The depression culminated in an attempted suicide when she slit her wrists and was only saved when her mother found her by chance in a pool of blood.

A few years on, Susan became a mother of two, Alexis, now 19, and Paul, 17, and salvaged some of her lost confidence. It was then that her husband's business folded and holes in the relationship began to appear.

I was desperately unhappy in the marriage until I felt I couldn't take any more."

She eventually fled with the young children and found solace in a tiny room at Bishop Auckland's women's refuge. Penniless and frantic with worry about where the next meal was coming from, she feels eternally indebted to the women who mucked in to feed and clothe her ravaged young family.

"I'd never had to cope on my own before and it was a terrifying time. My mother was of the belief that a wife sat through a marriage even if it was a bad marriage. But I gradually taught myself to be a working mum."

She found herself working for £7,000-a-year at the refuge that taken her in. The work covered everything from driving a busload of rundown women to Scarborough to cheer them up, to forging new identities for those who had had every bone in their face broken by their husbands.

"It was such an emotional experience; I'll never forget the incredible women I was with and the great feeling of sisterhood we shared. At the same time, I saw women at their worst, tragic cases where women went back to men that had destroyed them."

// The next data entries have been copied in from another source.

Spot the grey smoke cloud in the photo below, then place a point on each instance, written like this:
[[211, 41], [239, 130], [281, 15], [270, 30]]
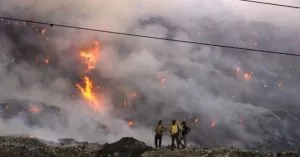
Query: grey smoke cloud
[[199, 79]]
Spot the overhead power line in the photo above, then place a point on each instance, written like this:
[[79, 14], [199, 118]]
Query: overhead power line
[[272, 4], [150, 37]]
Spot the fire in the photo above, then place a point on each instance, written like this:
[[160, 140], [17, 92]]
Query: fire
[[34, 109], [247, 76], [88, 94], [91, 56], [131, 123]]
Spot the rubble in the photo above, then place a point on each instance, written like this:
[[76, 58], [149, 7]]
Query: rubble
[[17, 146]]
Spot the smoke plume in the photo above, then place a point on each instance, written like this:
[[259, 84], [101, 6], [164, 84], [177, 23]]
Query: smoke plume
[[240, 98]]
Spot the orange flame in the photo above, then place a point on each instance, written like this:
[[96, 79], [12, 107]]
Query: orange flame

Today, she is a passionate advocate of the refuge system, which she considers to be a unique safe-house for women in abusive or difficult relationships.

"We have a tremendous refuge system in this country but it's just so under-funded. Certainly in my experience, it was the last hope for so many of the wonderful women I met there who'd been mentally broken by the men in their lives."

Those healing days at the refuge inform her thinking even now.

"I have always urged my daughter to get a job, to be independent and never, ever to depend on a man. I would never let her stay in a bad marriage or suffer in silence and, thankfully, she's grown up to be fiercely independent.

"I got the shock of my life when my first marriage went wrong and I don't want Alexis to feel that. You really have to prepare your children for life."

Meeting George in 1991 was a turning point for her. After years of austerity and trauma, she had forgotten how to smile - but every time she met George she found herself roaring with laughter.

"He is such a warm person who always sees the positives in life. It's as if he never lost his youthful sense of fun. We're a perfect match - he pulls me out of my occasional pessimism and I help with his paperwork because he's dyslexic, and organise him whenever he needs me to."

Susan had no idea of George's millions until he took her to see his 'boat' which turned out to be a £7m yacht, moored stern -to-stern with Robert Maxwell's.

Married six years ago in Gleneagles, Scotland, she's had her fair share of the jet set lifestyle but she's never let the money change who she is. She's not too proud to do the dusting or sew curtains for her daughter's new home and she insists the family eats at least one meal together every day.

The people she cherishes most are the ones from way back who have kept her strong through all her hard times.

It's not the money, the diamonds or even the initialised gates of her mansion that make her feel lucky. It's the incredible love of friends and family that make her feel like the richest woman in the world.